Europe’s largest maker of telecom network equipment seemed on a slow route to junior status, if not quite irrelevance, on the world stage as China’s Huawei swept all before it in the first two decades of the millennium.
However, the U.S. President’s assault on Huawei has changed all that. The Swedish company is enjoying a new lease of life as the U.S. and – slowly – its allies, squeeze the Chinese company out of their vital infrastructure, fearing that it enables and facilitates the rampant and increasingly sophisticated industrial and military espionage practised by Beijing.
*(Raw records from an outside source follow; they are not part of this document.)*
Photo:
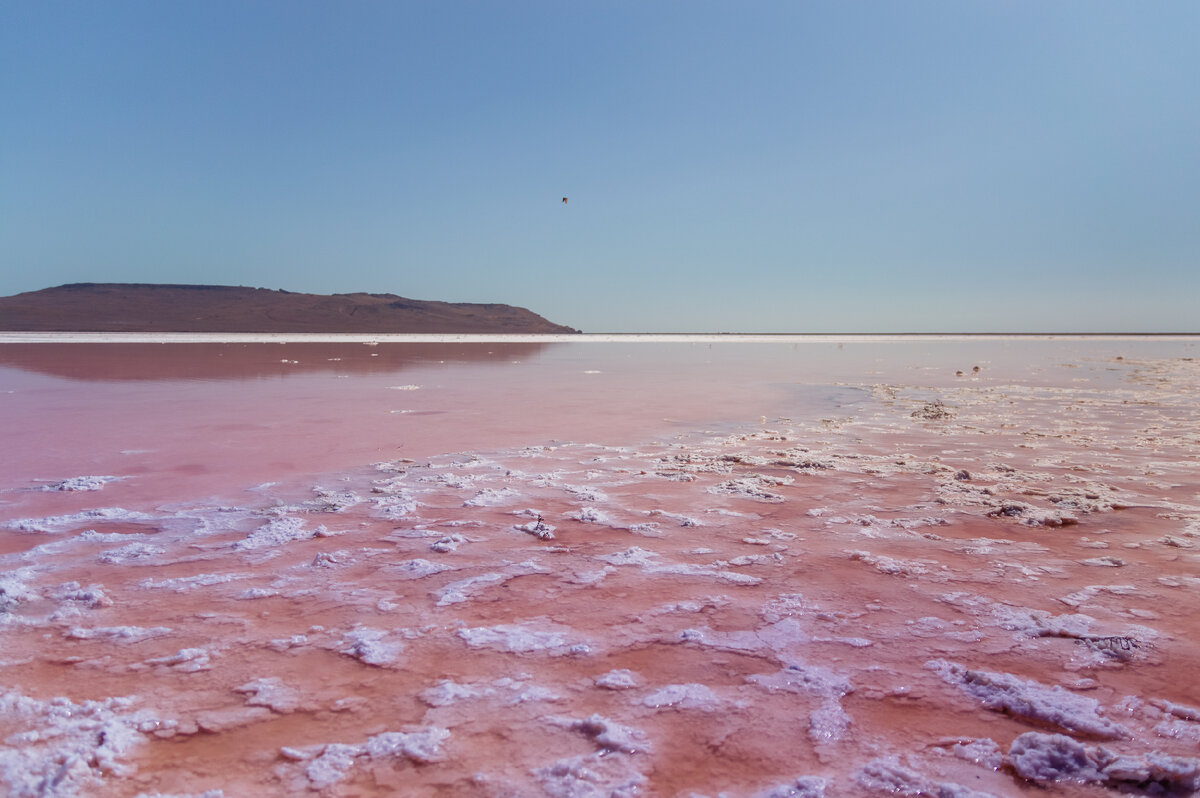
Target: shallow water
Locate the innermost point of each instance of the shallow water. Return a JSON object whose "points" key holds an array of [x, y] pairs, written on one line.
{"points": [[598, 569]]}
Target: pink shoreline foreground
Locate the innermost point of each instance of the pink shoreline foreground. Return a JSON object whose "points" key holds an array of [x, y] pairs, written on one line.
{"points": [[667, 569]]}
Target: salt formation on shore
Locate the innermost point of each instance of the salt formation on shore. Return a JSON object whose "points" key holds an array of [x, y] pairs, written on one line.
{"points": [[979, 589]]}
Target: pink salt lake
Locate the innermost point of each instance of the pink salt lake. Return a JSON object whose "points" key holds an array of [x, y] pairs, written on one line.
{"points": [[600, 569]]}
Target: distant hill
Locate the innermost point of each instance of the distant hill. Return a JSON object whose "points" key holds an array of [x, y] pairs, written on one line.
{"points": [[139, 307]]}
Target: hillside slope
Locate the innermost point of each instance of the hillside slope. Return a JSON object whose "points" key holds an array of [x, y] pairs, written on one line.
{"points": [[139, 307]]}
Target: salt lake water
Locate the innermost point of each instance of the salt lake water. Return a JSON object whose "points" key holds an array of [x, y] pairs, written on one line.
{"points": [[576, 567]]}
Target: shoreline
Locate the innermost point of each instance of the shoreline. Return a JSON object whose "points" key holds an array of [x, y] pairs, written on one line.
{"points": [[582, 337]]}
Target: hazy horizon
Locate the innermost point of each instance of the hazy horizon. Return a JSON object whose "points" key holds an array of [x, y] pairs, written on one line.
{"points": [[771, 167]]}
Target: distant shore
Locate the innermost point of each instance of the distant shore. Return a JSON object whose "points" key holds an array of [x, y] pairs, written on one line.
{"points": [[551, 337]]}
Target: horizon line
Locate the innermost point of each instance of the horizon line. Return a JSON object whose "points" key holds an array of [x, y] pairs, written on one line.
{"points": [[561, 337]]}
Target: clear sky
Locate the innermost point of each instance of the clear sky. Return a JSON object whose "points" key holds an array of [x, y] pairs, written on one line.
{"points": [[808, 166]]}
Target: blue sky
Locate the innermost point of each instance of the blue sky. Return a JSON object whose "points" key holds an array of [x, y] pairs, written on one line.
{"points": [[801, 166]]}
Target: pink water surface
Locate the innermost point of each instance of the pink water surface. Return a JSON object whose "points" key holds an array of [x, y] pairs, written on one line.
{"points": [[599, 569]]}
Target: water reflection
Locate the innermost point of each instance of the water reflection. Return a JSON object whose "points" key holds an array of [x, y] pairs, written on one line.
{"points": [[156, 361]]}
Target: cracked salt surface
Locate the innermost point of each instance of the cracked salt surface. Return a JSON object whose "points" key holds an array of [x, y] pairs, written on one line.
{"points": [[849, 599]]}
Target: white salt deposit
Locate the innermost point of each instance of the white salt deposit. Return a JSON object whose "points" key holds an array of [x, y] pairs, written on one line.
{"points": [[1030, 700]]}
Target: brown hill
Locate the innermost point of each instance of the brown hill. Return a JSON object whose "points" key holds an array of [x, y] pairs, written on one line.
{"points": [[138, 307]]}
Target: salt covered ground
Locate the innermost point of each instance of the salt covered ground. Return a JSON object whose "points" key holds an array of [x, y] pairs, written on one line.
{"points": [[592, 569]]}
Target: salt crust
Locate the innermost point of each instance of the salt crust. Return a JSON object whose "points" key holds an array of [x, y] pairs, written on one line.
{"points": [[595, 775], [1048, 759], [618, 679], [651, 563], [803, 787], [69, 748], [371, 647], [609, 735], [119, 634], [324, 766], [281, 531], [81, 484], [537, 635], [510, 691], [270, 693], [828, 723], [59, 523], [888, 777], [1030, 700]]}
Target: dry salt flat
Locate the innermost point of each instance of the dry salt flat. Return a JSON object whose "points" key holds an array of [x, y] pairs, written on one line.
{"points": [[939, 581]]}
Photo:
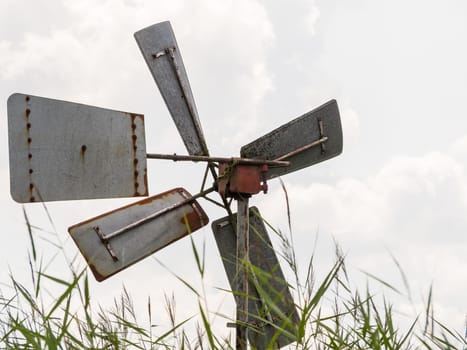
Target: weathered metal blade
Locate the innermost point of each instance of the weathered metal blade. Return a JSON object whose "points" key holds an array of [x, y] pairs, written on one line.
{"points": [[162, 55], [113, 241], [63, 151], [307, 140], [267, 287]]}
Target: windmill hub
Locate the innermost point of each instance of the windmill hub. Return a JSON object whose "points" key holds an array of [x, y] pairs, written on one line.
{"points": [[241, 180]]}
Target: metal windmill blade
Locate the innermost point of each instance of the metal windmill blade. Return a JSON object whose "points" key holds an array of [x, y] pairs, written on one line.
{"points": [[160, 50], [312, 138], [116, 240], [65, 151]]}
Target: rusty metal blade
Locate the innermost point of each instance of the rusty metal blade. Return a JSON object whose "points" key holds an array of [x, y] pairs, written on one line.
{"points": [[307, 140], [63, 151], [269, 279], [160, 50], [111, 242]]}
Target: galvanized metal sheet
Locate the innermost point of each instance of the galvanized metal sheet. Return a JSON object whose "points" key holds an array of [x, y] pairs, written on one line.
{"points": [[270, 280], [162, 55], [296, 135], [170, 222], [62, 151]]}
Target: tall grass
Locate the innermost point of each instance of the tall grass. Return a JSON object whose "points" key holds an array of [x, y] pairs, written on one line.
{"points": [[332, 313]]}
That political choice has given Ericsson and its Finnish-based rival Nokia (HE:) an effective duopoly in Europe and a much stronger position in North America, just as operators are having to spend billions on upgrading their networks to the 5G standard.
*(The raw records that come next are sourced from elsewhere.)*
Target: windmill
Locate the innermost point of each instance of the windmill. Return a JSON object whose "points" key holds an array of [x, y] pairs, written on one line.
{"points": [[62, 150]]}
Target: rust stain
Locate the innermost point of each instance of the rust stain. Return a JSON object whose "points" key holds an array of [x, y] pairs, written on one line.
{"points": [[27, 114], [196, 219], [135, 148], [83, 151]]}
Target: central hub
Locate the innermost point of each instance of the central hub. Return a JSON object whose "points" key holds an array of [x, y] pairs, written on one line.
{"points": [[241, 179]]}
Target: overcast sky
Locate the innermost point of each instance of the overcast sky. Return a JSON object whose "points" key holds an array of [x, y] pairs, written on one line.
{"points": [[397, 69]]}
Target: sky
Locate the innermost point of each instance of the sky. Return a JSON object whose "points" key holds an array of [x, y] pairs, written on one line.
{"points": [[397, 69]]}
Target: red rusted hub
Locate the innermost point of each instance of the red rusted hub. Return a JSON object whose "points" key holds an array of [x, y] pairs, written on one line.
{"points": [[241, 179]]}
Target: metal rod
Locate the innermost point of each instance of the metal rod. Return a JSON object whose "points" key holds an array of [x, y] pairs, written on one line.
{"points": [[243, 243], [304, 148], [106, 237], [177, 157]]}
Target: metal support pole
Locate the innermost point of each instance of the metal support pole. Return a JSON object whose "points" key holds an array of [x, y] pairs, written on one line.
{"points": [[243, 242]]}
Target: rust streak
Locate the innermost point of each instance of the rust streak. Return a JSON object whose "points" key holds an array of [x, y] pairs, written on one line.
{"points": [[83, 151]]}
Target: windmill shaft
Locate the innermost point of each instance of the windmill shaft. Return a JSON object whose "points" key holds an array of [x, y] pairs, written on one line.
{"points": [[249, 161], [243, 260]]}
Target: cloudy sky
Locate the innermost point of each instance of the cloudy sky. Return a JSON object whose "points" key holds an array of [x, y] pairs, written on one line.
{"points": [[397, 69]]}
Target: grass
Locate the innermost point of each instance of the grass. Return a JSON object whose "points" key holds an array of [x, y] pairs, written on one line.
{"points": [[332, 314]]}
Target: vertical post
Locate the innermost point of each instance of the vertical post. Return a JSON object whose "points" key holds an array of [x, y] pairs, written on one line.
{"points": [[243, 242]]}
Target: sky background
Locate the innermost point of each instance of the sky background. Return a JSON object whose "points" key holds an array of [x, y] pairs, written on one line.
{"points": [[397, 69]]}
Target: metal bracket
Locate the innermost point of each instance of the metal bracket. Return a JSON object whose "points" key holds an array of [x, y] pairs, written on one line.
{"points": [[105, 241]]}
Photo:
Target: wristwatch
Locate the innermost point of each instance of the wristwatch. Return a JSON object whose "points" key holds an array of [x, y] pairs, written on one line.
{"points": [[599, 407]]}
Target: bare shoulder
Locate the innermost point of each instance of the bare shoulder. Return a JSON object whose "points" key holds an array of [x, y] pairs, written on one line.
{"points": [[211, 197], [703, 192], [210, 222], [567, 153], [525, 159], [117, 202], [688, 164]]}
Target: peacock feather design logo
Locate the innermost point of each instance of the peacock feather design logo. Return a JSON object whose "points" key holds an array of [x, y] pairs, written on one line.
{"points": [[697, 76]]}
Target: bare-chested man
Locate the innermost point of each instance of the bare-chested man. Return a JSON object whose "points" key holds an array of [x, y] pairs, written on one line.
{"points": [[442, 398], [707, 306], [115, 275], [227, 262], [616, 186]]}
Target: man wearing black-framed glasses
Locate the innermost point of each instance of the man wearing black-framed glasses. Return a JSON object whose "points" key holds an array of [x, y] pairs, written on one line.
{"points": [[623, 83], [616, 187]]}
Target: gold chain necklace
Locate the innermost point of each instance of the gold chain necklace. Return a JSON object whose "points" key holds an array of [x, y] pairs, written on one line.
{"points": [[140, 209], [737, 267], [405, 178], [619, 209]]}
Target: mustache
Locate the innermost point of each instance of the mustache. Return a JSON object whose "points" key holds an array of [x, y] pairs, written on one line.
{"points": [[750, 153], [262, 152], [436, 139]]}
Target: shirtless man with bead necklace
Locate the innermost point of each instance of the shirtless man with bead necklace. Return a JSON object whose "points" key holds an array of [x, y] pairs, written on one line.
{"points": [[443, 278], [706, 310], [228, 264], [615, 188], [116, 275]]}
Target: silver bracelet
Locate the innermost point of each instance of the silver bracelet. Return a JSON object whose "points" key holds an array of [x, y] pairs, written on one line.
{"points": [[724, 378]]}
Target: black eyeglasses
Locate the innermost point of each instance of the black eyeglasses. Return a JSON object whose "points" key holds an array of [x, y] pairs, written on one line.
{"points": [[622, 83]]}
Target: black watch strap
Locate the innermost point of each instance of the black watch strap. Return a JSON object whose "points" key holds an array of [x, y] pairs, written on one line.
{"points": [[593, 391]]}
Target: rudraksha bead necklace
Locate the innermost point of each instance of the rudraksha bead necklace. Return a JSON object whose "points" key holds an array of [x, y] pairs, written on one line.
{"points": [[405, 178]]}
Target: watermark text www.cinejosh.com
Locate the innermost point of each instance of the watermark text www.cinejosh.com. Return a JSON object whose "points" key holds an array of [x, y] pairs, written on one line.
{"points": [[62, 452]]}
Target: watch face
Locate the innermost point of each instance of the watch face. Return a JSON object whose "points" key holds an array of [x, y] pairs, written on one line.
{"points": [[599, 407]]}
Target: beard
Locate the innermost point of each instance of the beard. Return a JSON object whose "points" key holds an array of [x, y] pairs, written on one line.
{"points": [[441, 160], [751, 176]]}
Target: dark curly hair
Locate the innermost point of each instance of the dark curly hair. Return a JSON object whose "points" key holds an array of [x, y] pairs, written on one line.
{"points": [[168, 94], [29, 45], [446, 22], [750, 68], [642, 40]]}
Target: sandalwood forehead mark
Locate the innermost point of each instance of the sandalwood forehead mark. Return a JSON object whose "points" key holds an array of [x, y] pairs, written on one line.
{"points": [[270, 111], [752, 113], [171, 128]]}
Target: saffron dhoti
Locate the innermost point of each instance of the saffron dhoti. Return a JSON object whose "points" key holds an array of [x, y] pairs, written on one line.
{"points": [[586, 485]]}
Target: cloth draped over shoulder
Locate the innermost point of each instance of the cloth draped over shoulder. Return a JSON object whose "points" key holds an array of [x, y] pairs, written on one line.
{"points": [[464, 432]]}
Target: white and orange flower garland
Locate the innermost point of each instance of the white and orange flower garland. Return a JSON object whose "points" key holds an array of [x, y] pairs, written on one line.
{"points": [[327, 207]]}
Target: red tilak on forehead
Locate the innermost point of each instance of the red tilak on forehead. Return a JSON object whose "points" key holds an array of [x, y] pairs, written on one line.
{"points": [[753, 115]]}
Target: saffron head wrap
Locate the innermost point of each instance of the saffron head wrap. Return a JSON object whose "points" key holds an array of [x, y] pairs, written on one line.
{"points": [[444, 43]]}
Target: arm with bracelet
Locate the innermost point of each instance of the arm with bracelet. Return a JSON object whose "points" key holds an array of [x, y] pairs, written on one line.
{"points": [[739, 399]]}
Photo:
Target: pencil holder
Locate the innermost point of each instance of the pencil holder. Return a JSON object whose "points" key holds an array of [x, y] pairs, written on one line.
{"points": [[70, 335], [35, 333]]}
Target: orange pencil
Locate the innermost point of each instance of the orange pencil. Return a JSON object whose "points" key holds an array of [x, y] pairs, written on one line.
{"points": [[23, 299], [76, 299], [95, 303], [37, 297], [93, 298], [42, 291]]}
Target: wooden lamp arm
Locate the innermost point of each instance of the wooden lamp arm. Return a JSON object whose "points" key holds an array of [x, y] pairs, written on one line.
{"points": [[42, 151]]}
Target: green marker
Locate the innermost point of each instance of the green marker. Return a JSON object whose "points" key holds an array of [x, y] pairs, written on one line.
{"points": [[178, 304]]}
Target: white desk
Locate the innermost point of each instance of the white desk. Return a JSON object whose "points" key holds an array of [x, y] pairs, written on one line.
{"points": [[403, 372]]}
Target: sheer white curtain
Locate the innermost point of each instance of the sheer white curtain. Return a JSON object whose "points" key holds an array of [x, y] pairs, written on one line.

The hallmark of any monopolist or duopolist is margins and, after years of struggle, the easing of competition is having an increasingly clear effect on Ericsson. The company’s operating margin rose to 8.2% from 7.0% a year ago, with a particularly strong expansion in the group’s Digital Services division. The gross margin excluding restructuring charges widened by 1.8 percentage points over the first half, compared to the same period a year ago. Changes in the product mix and the falling away of previous investment costs also helped.
Despite obvious challenges to the business environment, the group recommitted to its target of an operating margin of as much as 12% within two years.
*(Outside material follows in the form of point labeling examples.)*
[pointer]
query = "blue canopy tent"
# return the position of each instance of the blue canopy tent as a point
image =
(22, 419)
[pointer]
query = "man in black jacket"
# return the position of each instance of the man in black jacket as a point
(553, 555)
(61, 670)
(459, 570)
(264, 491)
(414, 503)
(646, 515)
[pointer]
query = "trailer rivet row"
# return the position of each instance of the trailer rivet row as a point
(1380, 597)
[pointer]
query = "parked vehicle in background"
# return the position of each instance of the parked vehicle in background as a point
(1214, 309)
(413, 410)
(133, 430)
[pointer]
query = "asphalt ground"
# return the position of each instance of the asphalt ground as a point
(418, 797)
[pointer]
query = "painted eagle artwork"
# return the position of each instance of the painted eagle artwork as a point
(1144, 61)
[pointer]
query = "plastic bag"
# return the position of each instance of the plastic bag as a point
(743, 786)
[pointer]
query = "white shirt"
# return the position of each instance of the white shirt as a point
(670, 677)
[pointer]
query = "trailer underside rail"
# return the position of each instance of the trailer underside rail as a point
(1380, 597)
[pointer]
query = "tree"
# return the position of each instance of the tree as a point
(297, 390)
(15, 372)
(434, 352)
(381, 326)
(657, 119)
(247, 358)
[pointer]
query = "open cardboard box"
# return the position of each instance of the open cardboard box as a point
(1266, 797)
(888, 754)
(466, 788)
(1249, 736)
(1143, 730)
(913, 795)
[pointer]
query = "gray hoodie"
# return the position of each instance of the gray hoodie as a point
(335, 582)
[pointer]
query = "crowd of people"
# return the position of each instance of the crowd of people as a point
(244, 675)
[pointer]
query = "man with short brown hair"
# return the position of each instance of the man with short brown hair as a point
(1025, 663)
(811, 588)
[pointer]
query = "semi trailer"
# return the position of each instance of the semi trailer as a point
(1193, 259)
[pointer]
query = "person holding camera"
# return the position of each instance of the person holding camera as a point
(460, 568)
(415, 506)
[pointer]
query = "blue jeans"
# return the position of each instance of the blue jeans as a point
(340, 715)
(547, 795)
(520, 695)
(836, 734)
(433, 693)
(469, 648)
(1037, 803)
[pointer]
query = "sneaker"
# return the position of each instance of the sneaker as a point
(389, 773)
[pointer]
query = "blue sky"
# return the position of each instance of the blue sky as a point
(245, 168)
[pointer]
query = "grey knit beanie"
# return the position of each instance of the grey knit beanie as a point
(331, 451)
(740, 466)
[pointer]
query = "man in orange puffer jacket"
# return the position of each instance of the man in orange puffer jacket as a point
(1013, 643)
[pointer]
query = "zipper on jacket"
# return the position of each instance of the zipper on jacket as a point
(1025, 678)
Ericsson stock leaped more than 10% in Stockholm in response to the news on Friday to their highest in over five years.
Naturally, Ericsson has more going for it than the fact that its most feared competitor has been hobbled. The acceleration of the Working From Home will force network operators to roll out more bandwidth to households than they had envisaged, and faster. So far, that appears to be a bigger factor than the drop in demand from offices and other shared spaces.
But the reality is this: a U.S. ally such as the U.K. is forcing network operators to stop buying Huawei kit from 2021, and to replace it entirely in their networks by 2027. BT Group (LON:) reckons this will cost it 500 million pounds ($625 million). Vodafone (LON:) says it could cost billions of pounds. Even allowing for corporate exaggeration and special pleading, it’s clear that Huawei’s loss is someone else’s gain. In many – perhaps most – cases, that someone will be Ericsson, probably for years to come.
Small wonder that Ericsson’s shares are up 18% year-to-date, while Nokia’s are up 14%.